Whooosh. Do you hear that? It's the mass exodus of writers from traditional publishing.
Okay, maybe I exaggerate...a little.
As a reader, I know that a hard copy book I purchase from the bookstore has been through the vetting process by layers of agents and editors. I can expect a traditionally published book to be nearly free of grammatical and typographical errors. A risk I take, as a reader, in purchasing a self published ebook is that the quality might be poor. What's the trade-off? The price might be as low as 99 cents, so I haven't lost much if the ebook is the cherry on the dung heap of literary crap.
There was an interseting article last month by Carolyn McCray on Digital Book World. If you really want to post some good numbers for your e-book sales, it takes planning and foresight to make it happen.
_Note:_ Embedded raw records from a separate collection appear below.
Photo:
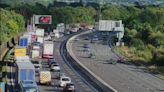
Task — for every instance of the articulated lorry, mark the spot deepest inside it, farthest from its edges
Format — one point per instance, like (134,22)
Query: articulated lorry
(25,75)
(48,49)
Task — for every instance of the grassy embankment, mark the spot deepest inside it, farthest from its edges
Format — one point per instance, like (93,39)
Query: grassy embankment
(145,57)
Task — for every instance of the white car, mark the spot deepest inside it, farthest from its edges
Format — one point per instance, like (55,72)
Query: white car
(55,67)
(64,80)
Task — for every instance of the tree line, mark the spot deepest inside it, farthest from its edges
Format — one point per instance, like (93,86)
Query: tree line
(11,25)
(144,26)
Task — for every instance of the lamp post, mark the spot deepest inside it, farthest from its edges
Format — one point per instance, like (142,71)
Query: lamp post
(101,3)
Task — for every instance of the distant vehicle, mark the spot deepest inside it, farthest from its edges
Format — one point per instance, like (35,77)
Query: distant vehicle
(86,38)
(55,67)
(24,71)
(85,46)
(70,87)
(28,86)
(112,61)
(45,77)
(121,60)
(23,42)
(91,55)
(40,32)
(64,80)
(48,50)
(95,39)
(36,45)
(51,61)
(76,39)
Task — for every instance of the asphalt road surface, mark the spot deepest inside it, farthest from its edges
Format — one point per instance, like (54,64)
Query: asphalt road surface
(122,77)
(80,85)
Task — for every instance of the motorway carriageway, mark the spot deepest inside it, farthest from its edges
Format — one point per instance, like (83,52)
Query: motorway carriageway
(80,84)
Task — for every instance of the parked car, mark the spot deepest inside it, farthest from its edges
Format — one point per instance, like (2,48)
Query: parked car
(76,39)
(121,60)
(55,67)
(51,61)
(28,86)
(85,46)
(70,87)
(37,65)
(64,80)
(112,61)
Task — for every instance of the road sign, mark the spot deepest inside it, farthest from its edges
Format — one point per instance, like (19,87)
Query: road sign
(42,19)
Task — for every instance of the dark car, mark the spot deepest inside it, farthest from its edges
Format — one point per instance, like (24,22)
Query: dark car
(112,61)
(85,46)
(69,88)
(121,60)
(51,61)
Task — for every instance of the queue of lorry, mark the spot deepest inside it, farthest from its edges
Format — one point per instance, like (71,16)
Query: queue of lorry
(32,48)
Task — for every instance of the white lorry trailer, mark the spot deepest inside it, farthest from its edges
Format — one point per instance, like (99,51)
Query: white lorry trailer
(48,49)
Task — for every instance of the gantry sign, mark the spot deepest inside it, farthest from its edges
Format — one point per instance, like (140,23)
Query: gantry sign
(42,19)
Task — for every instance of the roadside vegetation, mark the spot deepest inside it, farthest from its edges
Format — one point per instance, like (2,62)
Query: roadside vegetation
(144,26)
(11,25)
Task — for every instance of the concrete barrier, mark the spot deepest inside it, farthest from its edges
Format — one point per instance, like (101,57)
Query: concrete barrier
(106,87)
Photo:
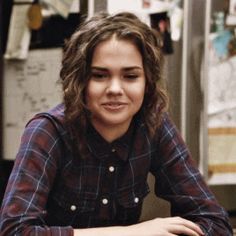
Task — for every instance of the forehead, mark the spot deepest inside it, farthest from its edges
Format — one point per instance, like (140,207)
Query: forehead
(115,50)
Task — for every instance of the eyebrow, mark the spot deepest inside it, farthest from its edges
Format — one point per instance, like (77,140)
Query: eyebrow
(124,69)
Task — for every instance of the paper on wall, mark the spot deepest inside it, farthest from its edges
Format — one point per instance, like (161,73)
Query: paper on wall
(62,7)
(19,33)
(30,86)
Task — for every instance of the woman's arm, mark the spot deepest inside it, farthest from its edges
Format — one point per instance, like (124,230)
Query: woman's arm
(24,204)
(179,181)
(158,227)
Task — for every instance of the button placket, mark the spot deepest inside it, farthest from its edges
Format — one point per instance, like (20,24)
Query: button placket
(73,207)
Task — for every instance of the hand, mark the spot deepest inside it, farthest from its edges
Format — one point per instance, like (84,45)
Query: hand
(170,226)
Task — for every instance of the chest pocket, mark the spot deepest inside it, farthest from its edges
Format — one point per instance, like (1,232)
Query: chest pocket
(70,208)
(130,201)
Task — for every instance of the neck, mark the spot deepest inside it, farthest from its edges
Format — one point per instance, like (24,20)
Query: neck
(110,133)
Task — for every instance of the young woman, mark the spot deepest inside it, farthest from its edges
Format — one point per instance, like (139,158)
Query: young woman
(82,167)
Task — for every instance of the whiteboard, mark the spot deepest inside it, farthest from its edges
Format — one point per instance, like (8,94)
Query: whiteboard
(29,87)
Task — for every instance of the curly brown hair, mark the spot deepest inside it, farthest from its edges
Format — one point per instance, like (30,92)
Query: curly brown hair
(76,63)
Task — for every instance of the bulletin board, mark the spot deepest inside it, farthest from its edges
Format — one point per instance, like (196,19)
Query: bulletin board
(30,86)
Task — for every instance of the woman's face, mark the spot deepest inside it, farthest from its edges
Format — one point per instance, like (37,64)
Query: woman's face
(115,91)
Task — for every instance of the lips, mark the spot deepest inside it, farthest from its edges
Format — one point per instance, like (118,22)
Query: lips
(114,106)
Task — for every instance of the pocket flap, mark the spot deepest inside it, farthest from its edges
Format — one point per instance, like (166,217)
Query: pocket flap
(133,195)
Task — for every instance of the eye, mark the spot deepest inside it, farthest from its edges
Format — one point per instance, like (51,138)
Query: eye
(98,75)
(131,76)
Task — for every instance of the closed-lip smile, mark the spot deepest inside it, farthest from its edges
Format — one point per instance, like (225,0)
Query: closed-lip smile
(114,105)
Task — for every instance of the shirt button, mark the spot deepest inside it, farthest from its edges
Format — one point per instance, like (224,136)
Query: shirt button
(73,207)
(136,199)
(111,168)
(104,201)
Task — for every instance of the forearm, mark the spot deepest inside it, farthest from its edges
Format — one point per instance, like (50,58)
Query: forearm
(157,227)
(106,231)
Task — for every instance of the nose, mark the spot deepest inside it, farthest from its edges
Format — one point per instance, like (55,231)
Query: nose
(114,86)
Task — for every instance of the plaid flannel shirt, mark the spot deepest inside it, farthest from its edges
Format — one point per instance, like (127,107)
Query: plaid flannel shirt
(51,190)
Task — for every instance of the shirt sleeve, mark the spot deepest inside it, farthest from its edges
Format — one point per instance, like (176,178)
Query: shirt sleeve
(179,181)
(24,204)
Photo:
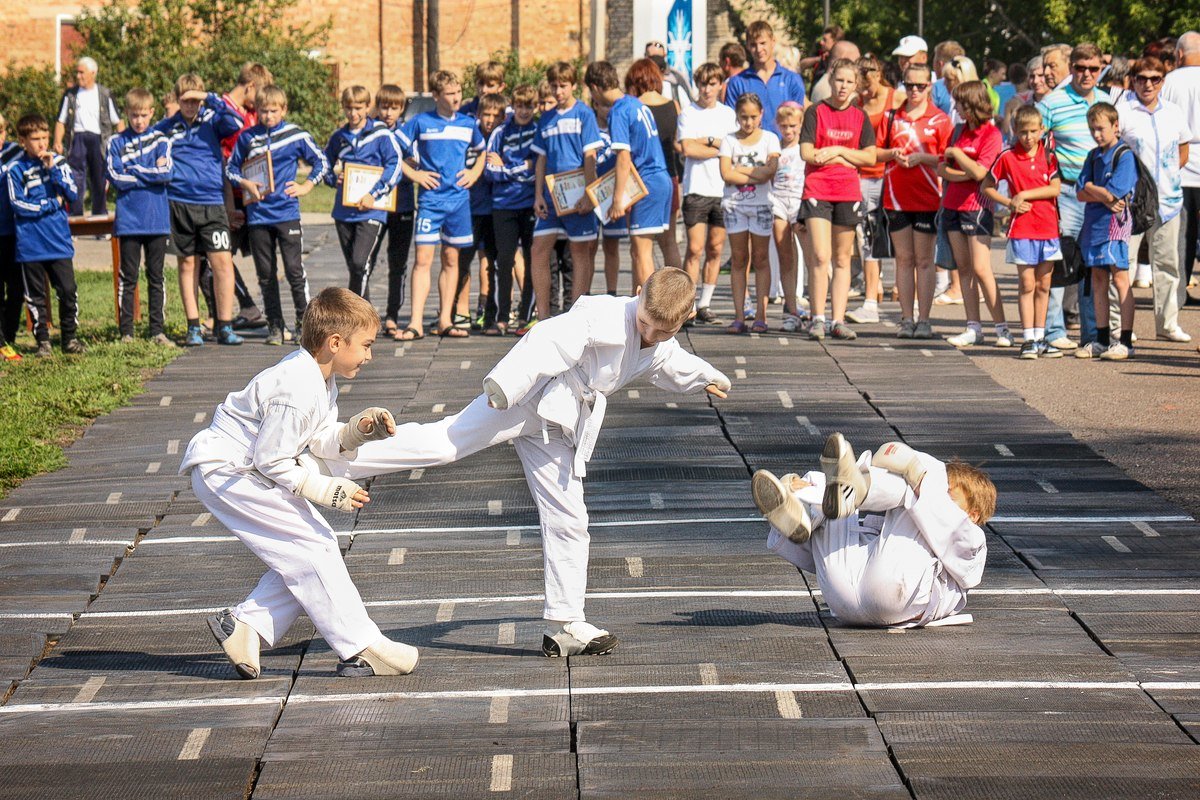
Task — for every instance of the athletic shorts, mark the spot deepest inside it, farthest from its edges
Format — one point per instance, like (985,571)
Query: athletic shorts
(845,214)
(1031,252)
(969,223)
(197,229)
(755,218)
(923,222)
(450,226)
(701,210)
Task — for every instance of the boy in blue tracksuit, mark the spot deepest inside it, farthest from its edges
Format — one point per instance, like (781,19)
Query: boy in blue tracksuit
(273,217)
(139,167)
(198,218)
(360,227)
(510,172)
(40,187)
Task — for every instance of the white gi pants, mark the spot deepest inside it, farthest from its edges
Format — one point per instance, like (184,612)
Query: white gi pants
(871,573)
(306,572)
(549,467)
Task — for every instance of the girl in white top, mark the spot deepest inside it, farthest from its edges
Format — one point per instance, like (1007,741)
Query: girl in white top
(749,160)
Some pointers are obvious, like the use of social media to publicize your book. Others, as McCray points out, have to do with knowing how to work Amazon to your advantage.
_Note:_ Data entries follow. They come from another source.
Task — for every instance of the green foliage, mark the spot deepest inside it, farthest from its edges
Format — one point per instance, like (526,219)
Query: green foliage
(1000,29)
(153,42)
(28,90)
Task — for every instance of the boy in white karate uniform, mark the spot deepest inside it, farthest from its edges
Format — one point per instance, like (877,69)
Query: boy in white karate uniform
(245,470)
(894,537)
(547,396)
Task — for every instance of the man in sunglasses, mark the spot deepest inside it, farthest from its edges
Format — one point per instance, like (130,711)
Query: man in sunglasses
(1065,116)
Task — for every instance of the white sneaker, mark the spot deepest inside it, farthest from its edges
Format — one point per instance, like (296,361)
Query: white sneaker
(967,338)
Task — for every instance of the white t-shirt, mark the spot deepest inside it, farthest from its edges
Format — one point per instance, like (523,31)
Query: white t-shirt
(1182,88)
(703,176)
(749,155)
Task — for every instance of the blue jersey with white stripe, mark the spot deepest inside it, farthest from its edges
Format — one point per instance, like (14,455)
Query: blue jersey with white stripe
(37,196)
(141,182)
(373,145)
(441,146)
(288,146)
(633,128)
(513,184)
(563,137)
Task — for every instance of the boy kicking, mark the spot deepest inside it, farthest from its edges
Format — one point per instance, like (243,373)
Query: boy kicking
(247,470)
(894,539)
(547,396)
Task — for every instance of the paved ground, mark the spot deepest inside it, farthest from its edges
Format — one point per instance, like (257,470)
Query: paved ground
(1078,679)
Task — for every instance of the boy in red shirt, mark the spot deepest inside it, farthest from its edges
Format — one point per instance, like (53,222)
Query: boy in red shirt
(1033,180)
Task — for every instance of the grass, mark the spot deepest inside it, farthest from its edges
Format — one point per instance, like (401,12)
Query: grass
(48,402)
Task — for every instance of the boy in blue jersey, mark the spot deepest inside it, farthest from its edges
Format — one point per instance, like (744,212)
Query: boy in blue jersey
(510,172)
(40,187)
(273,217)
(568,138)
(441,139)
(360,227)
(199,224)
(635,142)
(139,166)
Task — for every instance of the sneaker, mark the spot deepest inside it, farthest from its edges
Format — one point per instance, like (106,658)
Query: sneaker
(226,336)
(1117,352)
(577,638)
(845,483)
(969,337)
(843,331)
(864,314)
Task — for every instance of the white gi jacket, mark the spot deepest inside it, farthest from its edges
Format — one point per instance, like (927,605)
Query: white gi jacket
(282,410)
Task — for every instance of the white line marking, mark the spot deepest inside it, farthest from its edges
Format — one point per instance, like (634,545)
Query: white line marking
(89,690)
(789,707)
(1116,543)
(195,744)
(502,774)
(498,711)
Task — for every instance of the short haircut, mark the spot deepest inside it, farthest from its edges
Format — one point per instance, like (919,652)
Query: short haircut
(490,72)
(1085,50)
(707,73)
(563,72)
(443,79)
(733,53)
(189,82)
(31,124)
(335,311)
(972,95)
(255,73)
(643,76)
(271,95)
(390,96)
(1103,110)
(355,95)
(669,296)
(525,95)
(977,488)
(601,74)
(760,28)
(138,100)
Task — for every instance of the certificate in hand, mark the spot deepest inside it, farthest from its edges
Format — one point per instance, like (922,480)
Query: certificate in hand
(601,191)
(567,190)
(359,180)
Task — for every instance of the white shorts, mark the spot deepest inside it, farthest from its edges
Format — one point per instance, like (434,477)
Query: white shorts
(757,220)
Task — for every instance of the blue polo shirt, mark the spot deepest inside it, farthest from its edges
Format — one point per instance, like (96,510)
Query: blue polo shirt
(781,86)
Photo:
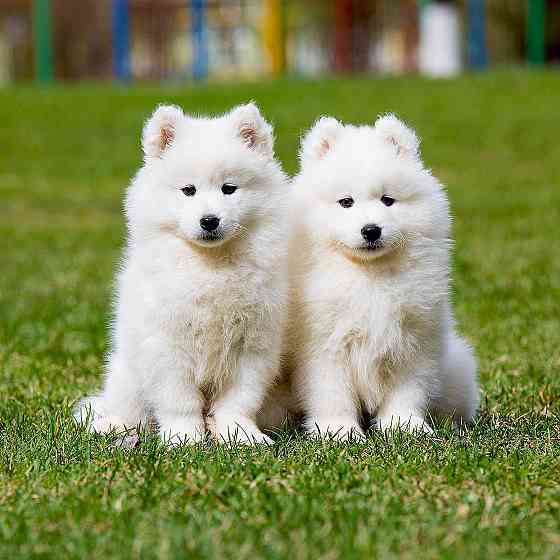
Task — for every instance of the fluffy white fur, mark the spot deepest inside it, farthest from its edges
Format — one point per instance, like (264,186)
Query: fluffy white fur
(198,317)
(371,324)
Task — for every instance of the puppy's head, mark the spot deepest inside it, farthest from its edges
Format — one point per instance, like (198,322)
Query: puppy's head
(366,191)
(205,180)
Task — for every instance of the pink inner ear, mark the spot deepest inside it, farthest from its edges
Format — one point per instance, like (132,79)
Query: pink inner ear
(248,135)
(324,147)
(167,135)
(393,140)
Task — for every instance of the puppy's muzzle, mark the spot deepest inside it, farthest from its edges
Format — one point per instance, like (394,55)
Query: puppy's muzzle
(209,222)
(371,233)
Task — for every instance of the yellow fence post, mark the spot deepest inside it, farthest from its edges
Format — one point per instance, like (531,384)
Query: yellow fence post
(273,35)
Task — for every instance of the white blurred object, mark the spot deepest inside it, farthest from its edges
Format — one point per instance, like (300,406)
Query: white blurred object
(440,41)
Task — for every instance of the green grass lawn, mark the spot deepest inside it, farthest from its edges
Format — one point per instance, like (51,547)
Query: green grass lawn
(66,155)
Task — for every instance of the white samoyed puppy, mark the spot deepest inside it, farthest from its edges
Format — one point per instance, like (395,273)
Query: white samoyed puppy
(201,295)
(371,326)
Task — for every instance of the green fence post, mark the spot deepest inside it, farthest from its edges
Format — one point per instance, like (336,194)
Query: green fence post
(42,41)
(536,11)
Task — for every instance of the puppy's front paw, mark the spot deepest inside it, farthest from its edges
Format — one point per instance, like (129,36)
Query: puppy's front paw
(238,431)
(182,431)
(337,428)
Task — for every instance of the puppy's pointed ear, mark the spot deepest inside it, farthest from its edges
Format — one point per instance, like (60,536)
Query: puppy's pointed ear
(319,140)
(160,130)
(393,131)
(253,130)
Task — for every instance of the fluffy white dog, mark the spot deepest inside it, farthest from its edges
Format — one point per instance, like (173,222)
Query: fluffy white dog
(201,295)
(371,324)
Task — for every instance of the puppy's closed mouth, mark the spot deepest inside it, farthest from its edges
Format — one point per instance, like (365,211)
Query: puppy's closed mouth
(372,246)
(210,237)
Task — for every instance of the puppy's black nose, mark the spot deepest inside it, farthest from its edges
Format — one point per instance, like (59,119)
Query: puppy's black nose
(371,232)
(210,222)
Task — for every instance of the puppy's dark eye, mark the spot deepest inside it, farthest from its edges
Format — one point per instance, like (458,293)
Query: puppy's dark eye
(189,190)
(346,202)
(229,188)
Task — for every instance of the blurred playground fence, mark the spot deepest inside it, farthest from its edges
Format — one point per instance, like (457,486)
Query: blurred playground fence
(47,40)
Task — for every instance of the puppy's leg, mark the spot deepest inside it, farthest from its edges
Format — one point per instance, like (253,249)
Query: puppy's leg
(178,407)
(329,401)
(234,411)
(119,406)
(459,395)
(405,406)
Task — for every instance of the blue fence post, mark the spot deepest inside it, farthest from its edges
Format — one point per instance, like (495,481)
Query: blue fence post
(200,39)
(478,55)
(120,27)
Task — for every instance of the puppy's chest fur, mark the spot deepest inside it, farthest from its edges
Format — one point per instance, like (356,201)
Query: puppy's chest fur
(210,315)
(372,326)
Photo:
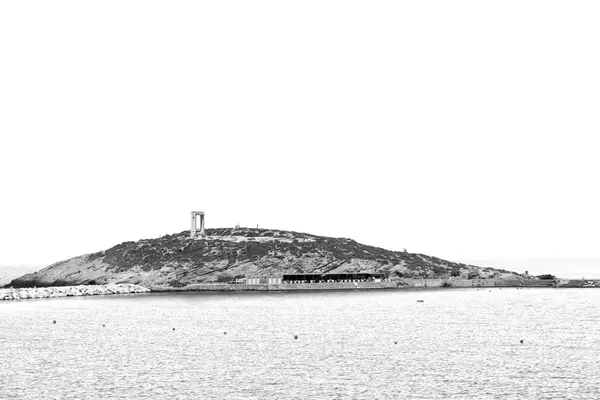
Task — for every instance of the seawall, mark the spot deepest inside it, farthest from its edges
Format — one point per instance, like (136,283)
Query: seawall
(67,291)
(392,284)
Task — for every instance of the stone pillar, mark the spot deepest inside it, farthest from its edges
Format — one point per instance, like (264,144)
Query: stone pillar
(194,231)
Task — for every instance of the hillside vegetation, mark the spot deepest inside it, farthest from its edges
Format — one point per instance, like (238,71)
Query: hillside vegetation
(228,253)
Ask your friends and family to post a few "seed" book reviews of your book to grease the sales wheel. Make sure a potential buyer knows the genre of the book. Ask friends to buy your book on Amazon and then purchase one or two other books so that the Amazon "Customers Who Bought This Item Also Bought" gadget will populate. When reading McCray's article, make sure to scroll through the comments. She graciously offered feedback on commenters' Amazon pages.
One of the things we do at our Fiction Flurry group meetings is to discuss our progress with finding agents or publishers who have accepted our work. It's terribly frustrating. We see in each other's work beauty and potential, but getting a busy agent to see the same qualities sometimes feels like it might take an act of God. It's plain to see why self publishing, and better yet self e-publishing is becoming such a draw for so many writers. But e-publishing should not be considered the easy way out. There's platform building to be done, Facebook and Twitter marketing, cover design, Amazon strategies, and personal appearances to be scheduled. Of course, all this only comes after your novel is in pristine condition. Hiring a professional editor before self publishing is SO worth the money. Your reward? Larger royalty percentages and control over the process.
Some of us at Fiction Flurry are giving self e-publishing serious consideration. We'd love to hear your experiences with the process. What are the drawbacks that you've come across? Better yet, we'd love to hear about your successes!